At the base of the Great Oolitic Limestones, towards the bottom of the Chedworth valley, we can find an older rock formation called the Fullers Earth Formation, and layered within it the Eyford Member, the rock that gives us our roof slates, as it splits consistently and naturally if quarried and left out over a wet and frosty winter.

The Fullers Earth is mud-like, giving a clay soil, and is more easily eroded than the limestone above. This differential erosion forms the valley of Chedworth, and as the different layers of limestone and clay have in turn eroded at differing paces, the limestone being harder, the terraced fields are formed that we see in, for example, Lower Chedworth and Hedgely Bottom. The boundary between the Great Oolite permeable limestones and the impermeable Fuller’s Earth clay also defines the spring line, and hence the dominance of cottages along the valley side at the maximum height for a well to be dug to this spring line.

An interesting fact about the Fuller’s Earth is that it contained a mineral used to remove grease from sheep fleeces, enhancing further the value of the Cotswolds wool ‘grown’ on the Jurassic Limestones.

The base of the Chedworth valley has been filled with Ice Age sediments, with quite a different composition to the limestone valley sides.

And so to the flora.

The predominance of the Jurassic limestone leads to a dominance of the shallow “brashy” soils of the Sherborne and Moreton series. We find glimpses of the plant life supported on limestone grasslands on the Great Oolite that would have covered this area before the Middle Ages and agriculture ; plants such as field scabious, wild basil, wild marjoram and wild strawberries. What do all these wild flowers have in common – they love an alkaline soil, generated from the limestone which has a Ph of 8.5 or higher.

This alkaline soil formed from the limestone gives the planting successes and challenges that we have in our gardens today. Many herbs, specifically English lavender (Lavandula angustifolia) and Thyme and sage require not only a hot, sunny location but also soils that are low in nutrients, stony and best of all somewhat alkaline. Other plants that love our alkaline valley are lilac, peonies, salvia, alchemilla mollis and Echinacea purpurea.
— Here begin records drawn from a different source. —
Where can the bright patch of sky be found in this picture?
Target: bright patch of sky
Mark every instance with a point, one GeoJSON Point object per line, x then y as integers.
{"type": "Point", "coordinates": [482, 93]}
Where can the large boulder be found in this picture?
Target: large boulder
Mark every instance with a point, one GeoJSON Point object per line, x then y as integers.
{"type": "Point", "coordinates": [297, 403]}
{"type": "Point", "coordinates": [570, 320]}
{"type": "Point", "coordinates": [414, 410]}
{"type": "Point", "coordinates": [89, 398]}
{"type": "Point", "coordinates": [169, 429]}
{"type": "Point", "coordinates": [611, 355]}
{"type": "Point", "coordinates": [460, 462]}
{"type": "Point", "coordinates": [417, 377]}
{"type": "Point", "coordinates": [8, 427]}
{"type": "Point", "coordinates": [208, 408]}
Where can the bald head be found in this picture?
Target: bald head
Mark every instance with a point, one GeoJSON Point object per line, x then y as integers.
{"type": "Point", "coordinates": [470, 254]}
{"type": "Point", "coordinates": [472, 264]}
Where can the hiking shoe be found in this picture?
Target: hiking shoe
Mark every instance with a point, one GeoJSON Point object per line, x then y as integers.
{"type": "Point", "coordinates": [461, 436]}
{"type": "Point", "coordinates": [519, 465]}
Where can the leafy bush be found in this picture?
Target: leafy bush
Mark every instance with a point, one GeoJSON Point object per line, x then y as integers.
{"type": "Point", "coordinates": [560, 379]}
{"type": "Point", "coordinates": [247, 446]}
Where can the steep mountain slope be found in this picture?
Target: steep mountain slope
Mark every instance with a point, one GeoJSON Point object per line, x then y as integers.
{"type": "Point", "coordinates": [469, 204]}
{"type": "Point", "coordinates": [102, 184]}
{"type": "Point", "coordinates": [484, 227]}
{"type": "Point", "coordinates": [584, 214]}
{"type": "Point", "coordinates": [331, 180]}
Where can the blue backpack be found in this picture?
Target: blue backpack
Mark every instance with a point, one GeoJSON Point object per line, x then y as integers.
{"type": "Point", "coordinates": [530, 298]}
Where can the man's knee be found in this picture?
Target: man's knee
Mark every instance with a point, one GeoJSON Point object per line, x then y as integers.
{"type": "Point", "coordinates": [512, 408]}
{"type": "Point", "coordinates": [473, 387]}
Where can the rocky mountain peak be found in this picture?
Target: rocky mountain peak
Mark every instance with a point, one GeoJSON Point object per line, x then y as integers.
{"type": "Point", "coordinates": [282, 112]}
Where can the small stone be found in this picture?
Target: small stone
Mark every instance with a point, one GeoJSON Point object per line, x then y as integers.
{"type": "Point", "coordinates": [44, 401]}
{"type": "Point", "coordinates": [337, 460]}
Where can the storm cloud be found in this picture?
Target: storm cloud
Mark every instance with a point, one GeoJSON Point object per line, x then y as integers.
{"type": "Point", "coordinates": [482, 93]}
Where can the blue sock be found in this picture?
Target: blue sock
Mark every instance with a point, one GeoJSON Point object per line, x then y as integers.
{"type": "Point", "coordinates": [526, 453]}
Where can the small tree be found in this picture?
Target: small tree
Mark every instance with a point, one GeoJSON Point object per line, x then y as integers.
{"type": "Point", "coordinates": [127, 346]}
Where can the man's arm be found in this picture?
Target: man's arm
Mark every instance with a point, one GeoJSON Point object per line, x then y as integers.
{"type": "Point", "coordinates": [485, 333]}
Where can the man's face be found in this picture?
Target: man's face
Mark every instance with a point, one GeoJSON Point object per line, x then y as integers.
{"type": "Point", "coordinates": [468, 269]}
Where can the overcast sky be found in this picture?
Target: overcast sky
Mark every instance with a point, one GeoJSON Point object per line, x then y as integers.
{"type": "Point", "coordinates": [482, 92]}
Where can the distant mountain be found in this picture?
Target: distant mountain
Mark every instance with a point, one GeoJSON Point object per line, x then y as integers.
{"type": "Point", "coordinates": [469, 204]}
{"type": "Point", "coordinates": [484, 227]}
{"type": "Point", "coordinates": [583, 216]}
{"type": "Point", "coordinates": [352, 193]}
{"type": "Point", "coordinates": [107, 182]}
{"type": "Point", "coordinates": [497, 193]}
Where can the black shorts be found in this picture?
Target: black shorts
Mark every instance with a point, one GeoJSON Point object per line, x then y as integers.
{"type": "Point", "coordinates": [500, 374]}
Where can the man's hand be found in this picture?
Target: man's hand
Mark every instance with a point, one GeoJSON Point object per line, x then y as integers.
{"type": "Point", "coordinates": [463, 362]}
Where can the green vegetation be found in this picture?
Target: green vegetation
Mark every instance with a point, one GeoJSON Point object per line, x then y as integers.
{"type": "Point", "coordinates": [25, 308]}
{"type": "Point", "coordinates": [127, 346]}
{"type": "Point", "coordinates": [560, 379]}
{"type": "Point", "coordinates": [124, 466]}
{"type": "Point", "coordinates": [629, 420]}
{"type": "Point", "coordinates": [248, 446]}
In contrast, rhododendrons and azaleas require an acid soil with pH about 5.5 … and we shall never see them growing easily in Chedworth!

Just at the spring line of the Fullers Earth, the presence of the clay shales at shallow depths leads to the poor drainage of the limestone soils and wet clay as the dominant growing medium – such as in my own garden in Lower Chedworth.

However, we do find patches of more acid soil in the Cotswolds, allowing for a more diverse flora with the best example being at Westonbirt Arboretum.

If your appetite has been wetted by this short summary, the Gloucestershire Geology Trust ( publishes a number of walks in the Cotswolds, and has a specific leaflet on Chedworth including a walk around the village.